今回は、その体験の様子を本人に振り返ってもらいました。
― 今回の就業体験に参加するにあたり、どんなことを意識して取り組みましたか?
「ストレスを溜めないように心がけて、楽しさを見つける」「相手の顔をみてコミュニケーションする」「集中力を持って取り組む」、この3つを意識して取り組みました。
「ストレスを溜めないように心がけて、楽しさを見つける」はこれまで働いた経験が少ないため、仕事に対して不安があります。そのため、体験の中で仕事をすることの楽しさを少しでも見つけたいと思いました。
「相手の顔をみてコミュニケーションする」はコミュニケーションが苦手なためです。話すことが得意ではないのですが、その分、しっかり相手の顔をみて、話を聞く、話をするということができればと思いました。
「集中力を持って取り組む」は5日間という短い期間を有意義に活用し、できるだけいろいろなことを学びたいと思ったからです。
― 実際に体験ではどのようなことを行いましたか?
体験先の「あいあいファーム わ・は・わ田尻」は一般での就労が困難な障害者に対し、自立した日常生活、社会生活が営めるよう、生産活動などの活動の機会を提供している事業所です。
体験では、まずその事業所に通っている利用者が行う牛や豚の世話を一緒に行いました。その後、支援員として利用者のサポート業務を行う内容でした。
― 体験をしてみて良かった点や難しかった点はありますか?
作業については、最初はできなかったことも、少しずつ慣れていくにつれ、最終日にはスムーズにできるようになりました。例えば、豚のえさづくりでは、日によって原料の配合が異なり、その割合をホワイトボードに記入するのですが、最初は数字がいろいろあって混乱しました。しかし、回数を重ねるうちにスムーズにできるようになり、改めて毎日の積み重ねが大切だと実感しました。
コミュニケーションについては、職員の方とはうまくできたと思います。意識して顔を見てコミュニケーションをとるということも、最終日には意識せず、自然にできるようになりました。

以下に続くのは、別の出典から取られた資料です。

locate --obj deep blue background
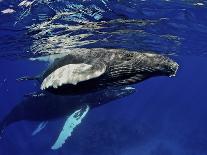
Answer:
[0,1,207,155]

ただ、利用者とのコミュニケーションが難しかったです。利用者のみなさんは常に自然体で明るく、賑やかな雰囲気で作業をしているのですが、その中に入っていけない自分に歯がゆさを感じました。そのことが気になり、体験2日目が終了した時点で、これ以上体験を続けることが難しいかも、と思い悩んでしまいました。このことを就労支援員の方に相談した結果、作業時間帯を変更してもらうなど体験先の事業所の方に協力してもらい、なんとか5日間の体験を終えることができました。一度あきらめかけたことを最後までやり遂げたことは良かったのですが、コミュニケーションの課題は残りました。
― コミュニケーションの課題については、今後どうすれば改善、克服できそうですか。
以前から周りの人に「固い」と言われることがありました。今回の体験を通じ、やはりそうかも、と思いました。普段からもっと人と会話をする機会を増やし、気軽に話をすることに慣れていく必要があると思います。
― 今回の就業体験を今後の求職活動にどう活かしていきたいですか。
屋外での作業は初めてでしたが、開放的で気持ち良かったです。体を動かす作業も楽しく、今回の作業程度であれば体力的にも問題がないことがわかりました。また、豚や牛とのふれあいも初めてで新鮮でした。今後の仕事探しにおいては、体を動かす仕事や、畜産系の仕事もみてみようと思います。
【担当支援員から一言】
屋外の作業が多く、暑かったり雨だったりと天候が不安定な中、集中力を切らさず、真剣に取り組む様子がみられました。コミュニケーションについてはもともと苦手意識が強く、今回も壁にぶつかり思い悩むこともありましたが、就労支援員に相談することで、5日間の体験を無事終えることができました。困ったことや不安がある時は一人で抱えず、周りの力を借り、お互いに協力していくことの大切さを学ぶことができたと思います。